VAN CLEEF & ARPELS MÜCEVHER EVİ, YEDİ SEZONLARA HAZIRLANMIŞ YENİ BİR YEDİ DENİZ KOLEKSİYONU BAŞLADI. KOLEKSİYON, RENAISSANCE ÇAĞININ MEMELERİNİN KENDİNDEN KENDİNE HAZIRLANMASI VE GİZİLMESİNE KAYNAKLANMIŞTIR.

Place Vendome'daki Van Cleef & Arpels atölyelerinde yapılan tüm ürünler gibi, Seven Seas koleksiyonu da yetenekli çalışmalara ve en yüksek teknolojiye bir örnektir. Ancak, bu kez, House olağan uygulamasından uzaklaştı ve olağan çerçeveye tam olarak uymayan bir şey yarattı. Van Cleef & Arpels'in CEO'su ve CEO'su Nicolas Bo'ya göre Seven Seas, her yıl yatlarda seyahat etmek için moda evleri ürettikleri gerçeğine benzer bir şekilde “cruise koleksiyonu” fikrini yansıtıyor.

Her şey yedi deniz fikriyle başladı: tasarımcıların hayal gücü ciddiyetle oynandı - işte yanan mercanların bulunduğu Arabistan ve Hindistan'ın sıcak suları ve Atlantik'in buzlu derinlikleri ve Tauris'in sırları Karadeniz tarafından yıkandı. Nicolas Bo’ya göre, asıl görev Rönesans’ın havasını yakalamaktı, oraya seyahat ederken gerçeklik kadar hayal gücü de vardı.

“Van Cleef & Arpels’in evlerini denizlere bağlayan iki önemli nokta” diyor Nicolas “Birincisi, moda gezintisi koleksiyonunun ruhunu yakalamak istedik - Gerçekten böyle bir yetenekle yaratılan mücevherlerin giyilmek üzere tasarlanmasını sevdim yaz aylarında, bir yatta, yelken altında.
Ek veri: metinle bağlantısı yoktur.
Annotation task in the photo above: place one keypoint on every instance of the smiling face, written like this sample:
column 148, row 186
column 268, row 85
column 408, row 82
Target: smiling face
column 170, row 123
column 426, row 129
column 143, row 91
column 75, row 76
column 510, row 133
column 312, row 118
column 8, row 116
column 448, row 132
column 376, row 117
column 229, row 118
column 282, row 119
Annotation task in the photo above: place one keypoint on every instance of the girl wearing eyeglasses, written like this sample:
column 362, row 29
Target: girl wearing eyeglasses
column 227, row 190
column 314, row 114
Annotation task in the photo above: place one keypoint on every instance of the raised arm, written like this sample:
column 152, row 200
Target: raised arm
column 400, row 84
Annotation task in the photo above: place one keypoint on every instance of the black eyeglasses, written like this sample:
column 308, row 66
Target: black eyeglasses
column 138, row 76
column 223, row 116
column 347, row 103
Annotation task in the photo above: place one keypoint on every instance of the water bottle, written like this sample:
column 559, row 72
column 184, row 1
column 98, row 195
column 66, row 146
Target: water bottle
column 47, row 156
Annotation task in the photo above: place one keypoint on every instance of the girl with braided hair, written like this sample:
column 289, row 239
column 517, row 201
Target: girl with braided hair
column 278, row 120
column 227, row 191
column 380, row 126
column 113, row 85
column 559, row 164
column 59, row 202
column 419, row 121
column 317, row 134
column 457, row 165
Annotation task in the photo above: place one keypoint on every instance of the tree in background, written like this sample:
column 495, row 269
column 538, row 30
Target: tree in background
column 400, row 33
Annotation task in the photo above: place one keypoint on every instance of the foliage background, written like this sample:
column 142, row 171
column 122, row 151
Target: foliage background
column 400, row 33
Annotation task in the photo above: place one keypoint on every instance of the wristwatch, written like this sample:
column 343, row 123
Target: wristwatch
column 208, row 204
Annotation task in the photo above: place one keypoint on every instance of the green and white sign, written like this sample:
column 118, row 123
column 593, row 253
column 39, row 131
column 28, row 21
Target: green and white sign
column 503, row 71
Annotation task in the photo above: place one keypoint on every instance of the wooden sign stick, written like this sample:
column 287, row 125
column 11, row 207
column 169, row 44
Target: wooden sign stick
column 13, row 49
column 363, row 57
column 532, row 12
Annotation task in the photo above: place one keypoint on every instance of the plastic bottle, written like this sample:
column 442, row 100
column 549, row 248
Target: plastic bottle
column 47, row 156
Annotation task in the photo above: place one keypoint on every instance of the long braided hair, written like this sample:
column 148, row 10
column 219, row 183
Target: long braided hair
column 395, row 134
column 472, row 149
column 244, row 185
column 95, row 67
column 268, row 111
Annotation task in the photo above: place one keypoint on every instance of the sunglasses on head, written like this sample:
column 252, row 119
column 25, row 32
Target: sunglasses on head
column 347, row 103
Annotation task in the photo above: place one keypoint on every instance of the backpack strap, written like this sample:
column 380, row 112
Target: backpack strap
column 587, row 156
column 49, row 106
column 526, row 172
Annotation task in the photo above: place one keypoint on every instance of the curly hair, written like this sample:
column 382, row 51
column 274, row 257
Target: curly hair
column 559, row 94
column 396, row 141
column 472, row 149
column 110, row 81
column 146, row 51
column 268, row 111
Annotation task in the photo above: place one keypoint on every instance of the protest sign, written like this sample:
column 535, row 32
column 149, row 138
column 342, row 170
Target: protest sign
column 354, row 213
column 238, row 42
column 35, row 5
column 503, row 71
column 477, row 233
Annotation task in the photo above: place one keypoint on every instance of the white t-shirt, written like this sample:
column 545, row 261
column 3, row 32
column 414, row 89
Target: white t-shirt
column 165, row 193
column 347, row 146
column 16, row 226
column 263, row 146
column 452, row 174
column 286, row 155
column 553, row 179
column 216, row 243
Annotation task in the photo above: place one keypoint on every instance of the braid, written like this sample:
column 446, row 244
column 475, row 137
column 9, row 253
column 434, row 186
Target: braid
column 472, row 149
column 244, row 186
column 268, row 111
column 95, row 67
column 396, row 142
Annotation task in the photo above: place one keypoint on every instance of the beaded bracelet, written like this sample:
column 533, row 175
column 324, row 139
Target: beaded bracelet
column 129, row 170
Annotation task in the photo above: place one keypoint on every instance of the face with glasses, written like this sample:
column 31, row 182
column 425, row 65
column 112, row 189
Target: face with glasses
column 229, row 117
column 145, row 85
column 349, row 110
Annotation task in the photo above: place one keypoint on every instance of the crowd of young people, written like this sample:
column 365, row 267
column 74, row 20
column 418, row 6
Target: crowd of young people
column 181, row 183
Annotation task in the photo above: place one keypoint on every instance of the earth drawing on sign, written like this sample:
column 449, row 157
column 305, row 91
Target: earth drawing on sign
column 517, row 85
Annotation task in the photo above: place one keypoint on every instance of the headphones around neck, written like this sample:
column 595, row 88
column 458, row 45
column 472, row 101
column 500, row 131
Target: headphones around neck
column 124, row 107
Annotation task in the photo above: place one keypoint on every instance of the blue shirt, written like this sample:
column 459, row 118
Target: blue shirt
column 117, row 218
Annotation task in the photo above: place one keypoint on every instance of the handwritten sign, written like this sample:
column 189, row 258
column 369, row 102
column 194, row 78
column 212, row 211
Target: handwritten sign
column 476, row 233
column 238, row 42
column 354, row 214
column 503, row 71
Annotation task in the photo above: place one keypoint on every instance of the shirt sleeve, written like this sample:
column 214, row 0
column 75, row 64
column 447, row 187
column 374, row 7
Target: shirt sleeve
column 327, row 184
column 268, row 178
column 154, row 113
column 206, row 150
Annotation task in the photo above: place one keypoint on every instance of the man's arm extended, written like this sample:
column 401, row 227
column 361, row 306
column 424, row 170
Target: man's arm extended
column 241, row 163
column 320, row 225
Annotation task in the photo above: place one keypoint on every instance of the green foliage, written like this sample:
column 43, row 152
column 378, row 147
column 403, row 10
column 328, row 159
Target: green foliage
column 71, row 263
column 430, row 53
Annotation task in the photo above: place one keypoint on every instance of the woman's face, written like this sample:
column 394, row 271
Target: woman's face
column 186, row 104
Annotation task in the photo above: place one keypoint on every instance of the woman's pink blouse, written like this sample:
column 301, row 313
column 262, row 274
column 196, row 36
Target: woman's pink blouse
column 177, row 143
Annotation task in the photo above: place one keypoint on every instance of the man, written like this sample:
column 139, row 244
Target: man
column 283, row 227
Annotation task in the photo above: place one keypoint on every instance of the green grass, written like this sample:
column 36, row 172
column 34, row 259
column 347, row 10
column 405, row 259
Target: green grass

Burada hayal gücünüzü özgür bırakabilir, tüm çiçek tonlarıyla oynayabilir ve denizin size vereceği ilham için tamamen teslim olabilirsiniz. "

Ancak, bu fikir, diğer Mücevherat Evlerinin gelecekte kesinlikle destekleyebileceği ticari düşüncelere dayanmaktadır. Yeni Van Cleef & Arpels koleksiyonu seçkin kuyumculuk için uygun fiyatlarla yol açtı. “Yüksek mücevherlerin dünyadaki 200 kişi için değil, pek çok kişi için var olduğu fikrini iletmek istiyoruz.”

Takı gerçekten şaşırtıcı. İşte bir kalsedon resifinde yatan küçük bir deniz perisi ve saçlarında elmas ve safir kabarcıklar dolaşıyor. Fakat denizin sörfün turkuaz çizgisine benzeyen bir bilezikle ölçülen salınımı; ve çarpıcı siyah ve beyaz Rivage Noir Blanc bileziği, dolunayın ışığı altında, incilerden ve metalden anlatılan, Karadeniz'den geçen bir yolculuk hakkında şiirsel bir hikaye değildir. Ancak hepsi bu kadar değil - koleksiyonda pırıl pırıl kıyafetler içinde dans eden prensesler ve asil hayvanlar var. Hepsi aynı renk paletinde ve aynı düz çizgide yapılır - neşeli dansları, eğlenceli ve aydınlık, yazın kendisi gibi, tüm koleksiyonun ruhunu temsil eder.

Bu koleksiyon aynı zamanda, "yedi deniz" romantik kavramının dünyanın bütün okyanuslarını kastettiği bir zamanda uzaktaki muhteşem kıyılara hayali bir yolculuktur; İngiliz denizciler için “yedi denizin üzerinden geçmek” kesinlikle imkansız bir görev anlamına geldiğinde - dünyanın sonuna (Doğu Hint Adaları) yelken açmak ve geri dönmek.

Gelgitlerin dizisi sabit olduğu için, bir şey açıktır - Van Cleef & Arpels'in yüksek mücevherleri gerçeğe geri getirme, erişilebilir hale getirme ve mücevherlerin canlı bir insanda nasıl göründüğüne ve güvenli bir şekilde olmalarına dikkat etme isteği kesinlikle olabilir. kuyumculuk dünyasında yeni bir trend.